There was a beat of silence. Gray was small-time, but Craig Bastien was not. Gray was stolen TV’s, but Craig Bastien was drugs—lots and lots of them. Craig Bastien could eat Gray for breakfast. Maybe he already had.
“I don’t know what you’re talking about,” Gray said finally.
“You think I don’t know where all that Oxy came from?” I said to him. “You think I don’t know who was behind that part? It sure as hell wasn’t you. What did he threaten you with, Gray? You got someone he’s gonna kill if you don’t move his product?”
“It’s me he’s gonna kill, dipshit,” Gray said. He sounded shaky now, worried. Gray had never been all that tough. “And probably you, unless we all do what he says. I do the jobs he gives me, I take the money he cuts me, and I don’t ask questions. And so far I’m still alive. I suggest you do the same.”
I looked around my nice house. Gray had no idea I was in Diablo right now, no idea of what had happened to me. People are gonna be all over you when this gets out. So far I’d just been a low-level driver. What would a drug kingpin like Craig Bastien do if he found out I was worth a billion dollars?
“You get a message to Craig Bastien,” I said to Gray over the phone. Maybe it was a dangerous way to go, but when had I ever cared about danger? A man who has nothing to lose is incapable of being afraid. And despite the house I was standing in, I was still a man with nothing to lose. “You tell him to drive his own fucking getaway van. I quit. And don’t fucking call me again.”
I hung up. I looked out the window a little longer, staring at the koi pond and its scum. I decided I wasn’t going to clean the scum off just yet. The scum was moving into the neighborhood for now. Everyone was going to have to deal with it.
I grabbed the keys to my old Chevy and headed back out the door.
Eleven
Olivia
Since the night Devon Wilder had come into my apartment, blown my mind, and nearly broken my bed, I’d gone back to normal life on the surface. I knew he was gone, that he wouldn’t contact me. I understood his reasons. So I’d gotten up the next morning, taken a shower to clean my bruised, shaky, and satiated body, and gone to work like normal. He’d said he’d contact me when it was safe, and I had believed him. Okay, then. I’d wait.

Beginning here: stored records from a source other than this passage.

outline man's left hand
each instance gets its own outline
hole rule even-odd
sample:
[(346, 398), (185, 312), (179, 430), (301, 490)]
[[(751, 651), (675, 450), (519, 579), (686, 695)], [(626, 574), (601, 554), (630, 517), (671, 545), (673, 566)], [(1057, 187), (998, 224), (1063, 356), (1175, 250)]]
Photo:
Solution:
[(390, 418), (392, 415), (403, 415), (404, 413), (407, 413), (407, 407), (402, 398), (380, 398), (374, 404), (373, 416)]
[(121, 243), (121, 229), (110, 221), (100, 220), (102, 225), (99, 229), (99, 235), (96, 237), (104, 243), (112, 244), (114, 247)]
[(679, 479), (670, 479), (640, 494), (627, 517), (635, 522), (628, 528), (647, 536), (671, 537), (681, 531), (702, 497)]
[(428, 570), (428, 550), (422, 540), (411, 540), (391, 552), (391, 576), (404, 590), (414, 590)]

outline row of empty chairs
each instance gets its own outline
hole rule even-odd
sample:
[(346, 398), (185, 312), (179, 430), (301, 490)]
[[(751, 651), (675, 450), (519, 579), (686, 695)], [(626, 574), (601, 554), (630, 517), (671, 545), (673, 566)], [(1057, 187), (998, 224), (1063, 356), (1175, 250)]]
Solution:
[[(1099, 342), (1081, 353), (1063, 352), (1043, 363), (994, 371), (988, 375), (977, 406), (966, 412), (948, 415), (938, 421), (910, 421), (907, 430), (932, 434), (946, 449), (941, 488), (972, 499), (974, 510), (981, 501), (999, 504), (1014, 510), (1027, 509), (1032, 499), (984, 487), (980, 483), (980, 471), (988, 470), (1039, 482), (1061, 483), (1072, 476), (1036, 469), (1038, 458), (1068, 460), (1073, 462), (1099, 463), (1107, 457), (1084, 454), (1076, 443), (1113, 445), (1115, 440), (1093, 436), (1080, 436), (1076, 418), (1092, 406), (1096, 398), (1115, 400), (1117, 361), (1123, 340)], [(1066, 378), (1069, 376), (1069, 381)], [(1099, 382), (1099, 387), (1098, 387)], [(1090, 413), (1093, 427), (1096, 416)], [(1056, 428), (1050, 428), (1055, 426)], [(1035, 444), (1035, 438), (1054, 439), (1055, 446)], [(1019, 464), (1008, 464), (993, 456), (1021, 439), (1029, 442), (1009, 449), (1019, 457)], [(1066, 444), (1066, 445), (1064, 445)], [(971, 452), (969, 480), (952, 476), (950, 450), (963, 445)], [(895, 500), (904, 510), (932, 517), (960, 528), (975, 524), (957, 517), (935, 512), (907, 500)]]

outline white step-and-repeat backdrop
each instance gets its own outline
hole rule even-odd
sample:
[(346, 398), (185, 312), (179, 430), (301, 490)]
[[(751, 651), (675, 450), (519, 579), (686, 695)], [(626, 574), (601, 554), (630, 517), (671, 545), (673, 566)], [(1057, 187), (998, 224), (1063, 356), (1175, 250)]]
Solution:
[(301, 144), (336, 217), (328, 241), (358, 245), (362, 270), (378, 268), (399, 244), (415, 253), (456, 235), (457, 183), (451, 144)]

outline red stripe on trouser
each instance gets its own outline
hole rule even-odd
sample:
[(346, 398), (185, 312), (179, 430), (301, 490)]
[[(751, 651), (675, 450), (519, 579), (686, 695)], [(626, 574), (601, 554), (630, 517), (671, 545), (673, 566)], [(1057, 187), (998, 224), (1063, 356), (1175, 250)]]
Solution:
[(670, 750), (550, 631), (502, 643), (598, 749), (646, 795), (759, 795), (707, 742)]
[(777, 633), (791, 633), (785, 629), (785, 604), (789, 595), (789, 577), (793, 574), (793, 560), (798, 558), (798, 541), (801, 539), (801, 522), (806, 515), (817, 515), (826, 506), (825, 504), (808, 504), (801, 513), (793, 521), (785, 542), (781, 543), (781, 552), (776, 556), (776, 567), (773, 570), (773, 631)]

I’d been waiting two years.
I pulled open the drawer of my desk at Gratchen Advertising and took out my purse, preparing to leave. I was now in my third year at this place, and I was still a junior designer—the promised promotion hadn’t showed up yet. Neither had the promised raise. The advertising business was competitive and cutthroat, my bosses told me, especially in downtown San Francisco. Everyone was fighting for the next client, and only the best would move up. And the best, at least right now, wasn’t me. They made that clear.
So I was still living at Shady Oaks, still driving my sometimes-working car. I worked, and did art class every week, and worked some more, putting aside savings from every measly paycheck. I didn’t date. I was the definition of a woman in a rut,
in every possible way. That was going to end tonight.
I slipped off my low-heeled sandals and turned off my computer. In my purse, my cell phone buzzed.
I answered it quickly. It was six thirty, but there were still a handful of people in the big open office, hunched over their desks in the quiet. “Hey, Gwen,” I said when I saw the caller ID.
“Hey,” my sister said. “We still on?”
“Just getting my shoes on.”
“Please tell me you mean spike heels.”
“Um, no.” Gwen could walk in spike heels—it was what made her a successful strip-o-gram girl. I couldn’t.